Essay backup: enhance your . . .

there are worse things than targeted advertising

Companies are collecting data about people. We shouldn’t let them do that. The data that is collected will be abused. That’s not an absolute certainty, but it’s a practical, extreme likelihood, which is enough to make collection a problem.
— Richard Stallman
I agree that collecting data on people can have unintended bad consequences. However, banning the practice of data collection would effectively ban targeted advertising. This would have unintended consequences as well.
Twenty-two years ago, there weren’t large Internet companies tracking your every move and serving targeted advertising. But that does not mean that life was perfect for Internet users. Those were also the days when we were deluged with emails with the subject line Enhance Your Penis!. The emails were sent indiscriminately.

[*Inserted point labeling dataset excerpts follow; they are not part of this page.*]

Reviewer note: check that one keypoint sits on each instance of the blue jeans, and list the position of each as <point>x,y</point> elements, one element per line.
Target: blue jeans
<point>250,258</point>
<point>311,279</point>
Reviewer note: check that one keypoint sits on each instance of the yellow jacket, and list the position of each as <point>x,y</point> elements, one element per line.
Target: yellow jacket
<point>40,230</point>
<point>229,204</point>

There was no interest in penis-enhancement products on the part of the vast majority of recipients, quite a number of whom did not even have penises.
A ban on targeted advertising could lead to the return of indiscriminate advertising, taking us back to the days of “enhance your penis.” This would not necessarily be better for consumers.

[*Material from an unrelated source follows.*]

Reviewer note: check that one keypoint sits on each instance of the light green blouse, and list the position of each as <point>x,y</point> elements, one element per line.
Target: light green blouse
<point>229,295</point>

Keep in mind that the reason that advertising exists is because it works. Some folks were buying those penis-enhancement products, or those emails would not have been sent. The ads are not being sent just to annoy you. In fact, advertisers would rather that you be enticed by ads than ignore them.

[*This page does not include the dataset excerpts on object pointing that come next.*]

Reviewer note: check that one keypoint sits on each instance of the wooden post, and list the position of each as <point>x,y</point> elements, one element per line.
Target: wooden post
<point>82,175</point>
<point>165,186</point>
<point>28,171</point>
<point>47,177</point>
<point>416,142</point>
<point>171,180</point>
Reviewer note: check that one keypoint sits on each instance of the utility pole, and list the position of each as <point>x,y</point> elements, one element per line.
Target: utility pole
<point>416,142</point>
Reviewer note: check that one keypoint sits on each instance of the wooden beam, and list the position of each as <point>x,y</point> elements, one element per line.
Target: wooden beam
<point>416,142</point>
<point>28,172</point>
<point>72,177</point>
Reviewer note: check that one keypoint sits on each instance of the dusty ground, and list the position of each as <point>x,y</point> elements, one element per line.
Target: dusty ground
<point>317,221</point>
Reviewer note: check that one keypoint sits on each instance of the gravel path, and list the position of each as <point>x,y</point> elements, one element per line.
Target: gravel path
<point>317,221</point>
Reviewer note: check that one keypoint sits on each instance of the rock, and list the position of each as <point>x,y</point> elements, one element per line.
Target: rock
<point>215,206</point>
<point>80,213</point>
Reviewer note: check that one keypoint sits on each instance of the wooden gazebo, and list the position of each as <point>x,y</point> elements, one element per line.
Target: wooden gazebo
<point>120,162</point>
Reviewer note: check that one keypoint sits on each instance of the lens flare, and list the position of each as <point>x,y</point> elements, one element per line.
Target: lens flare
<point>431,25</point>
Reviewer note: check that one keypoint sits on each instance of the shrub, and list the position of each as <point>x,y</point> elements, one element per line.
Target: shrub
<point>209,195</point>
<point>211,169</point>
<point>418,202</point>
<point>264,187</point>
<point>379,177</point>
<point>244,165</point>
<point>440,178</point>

Without targeting, advertising would be ignored more often. This would make each ad less effective, so that content providers would receive less revenue per ad. Content would require more total ads in order to be supported, if it could be supported at all.
The fundamental problem
Here is the fundamental problem in a nutshell:
We do not like to pay for content on a per-item basis. See Mental Transaction Costs. Similarly, we have only limited willingness to contribute to a patronage model.
We do not like to pay subscription fees for content.
We do not like having to wade through a lot of irrelevant, annoying advertisements.
We do not like the feeling that we are being tracked in order to be served fewer, targeted advertisements.
People and firms that supply content typically should be paid.
We cannot satisfy all five of these desires. We have to give up at least one of them. We have to compromise.
My own preference would be to forego (2). I would prefer to pay subscription fees to firms that bundle a lot of content. I call this the Spotify model.
But it seems that the most successful model as of 2018 is the one where we give up (4). We allow ourselves to be tracked in order to enjoy free content without having to wade through an inordinate amount of irrelevant advertising.
The unintended abuses of the data impose costs that firms may not properly factor in when they collect the data. Stallman sees abuses as inevitable. In principle, then, the firms that collect data should have to pay out tort claims or fines if and when information gets mis-used. This might change the calculation that firms make in deciding which revenue model to employ.
But I would be wary of trying to regulate targeted advertising out of existence. By doing so, you are forcing one of the other models on the rest of society. You are over-riding the preferences of most other people in order to impose your own.
I cannot support such a regulatory diktat. I think that we should be trying to win over people to other approaches. That is why I wrote Let’s Compete with Facebook.
Anyone can complain about a given revenue model. The challenge is to come up with a better model that can win in the marketplace.